Following directly in his Master's footsteps, he devoted himself, body and mind, to the practice of Shikantaza. However, after the Japanese attack on the American base at Pearl Harbor, circumstances obliged the disciple and his Master to part company-we will certainly lose the war," Kodo Sawaki said at their leave-taking. "Our homeland will be destroyed, our people annihilate . . . and this may be the last time we see one another. Nevertheless, love all mankind regardless of race or creed."
Deshimaru was being sent on a dangerous mission over enemy waters, and the Master knew this, and so he removed his old Rakusu (a material worn over the neck and breast, symbolic of a Kesa) and gave it to his disciple, along with his notebook containing the Shodoka. "Respect and have faith in what I have given you," said the Master, "and you will have good karma."
Deshimaru, whose job it was to direct a Japanese-controlled copper mine off Indonesia, shipped out in a convoy of freighters and destroyers. However, once they were beyond Japanese-controlled waters, submarines of the United States Navy made devastating attacks on the convoy, sinking one ship after the other. Deshimaru's freighter was carrying a cargo of dynamite, and whenever a torpedo skirted the bow or the stern, crew members, beyond themselves with fear, plunged blindly overboard. The ship was in the hands of a capable captain, however, and so Deshimaru sat on the forecastle below the captain's cockpit in the perfect full lotus. He sat, calmly and erect, on a case of dynamite. Forty days later Deshimaru's unarmed freighter pulled into the Mekong and threw anchor.
Of a convoy of fifty-one ships, his alone arrived at its destination. The freighter, incidentally, was called The Supreme Law of the Buddha.
Finding himself on the island of Bangka, off the coast of Sumatra, Deshimaru taught the practice of zazen to the Chinese, Indonesian and European inhabitants. However, saddened and depressed by the comportment of his own people (the Japanese Army of Occupation was indiscriminately torturing and executing large numbers of the local inhabitants), Deshimaru actively took up the Bangka people's cause. Tagged as a resistance fighter against the Imperial Japanese Army, Deshimaru was thrown into prison. Despite malaria, the intense heat, the flies, the filth, the lack of food and water, and his scheduled execution, the man sat facing a wall in his cell, with his Master's Rakusu about his neck.
Directly before the mass execution was to take place, word arrived from the highest military authorities in Japan, and Deshimaru, along with all those awaiting execution with him, was set free. (The Japanese Military Tribunal that convened after the war ordered the execution of all those responsible for the Bangka Affair).
Recovered from a life-and-death bout with malaria, Deshimaru again set sail, this time for the island of Billiton, where he was to direct a Dutch-captured copper mine.
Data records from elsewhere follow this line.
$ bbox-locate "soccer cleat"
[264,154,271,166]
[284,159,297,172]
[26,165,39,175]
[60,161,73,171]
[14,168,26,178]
His ship had hardly set out when American fighter planes swept down on it. Their rockets scored direct hits, and Deshimaru, who was sitting on the bridge in Shikantaza, was hurled clear of the sinking ship and into the sea. Utterly alone, and without a life jacket-with nothing, in fact, except the old Rakusu and notebook on him-he remained afloat for a day and a night. Discovered eventually by a Japanese PT boat, Deshimaru was pulled to safety Though his clothes were torn and half gone, the Rakusu came out intact. And the Master's notes, written in ink, were as fresh and clear as when they were first penned.
When the war was finally over, Deshimaru was taken prisoner by the Americans and incarcerated in a prisoner-of-war camp in Singapore. After many more months of hardship (corned beef rations being their sole luxury), Deshimaru, along with the other twenty thousand Japanese war prisoners in the same camp, was returned to his homeland.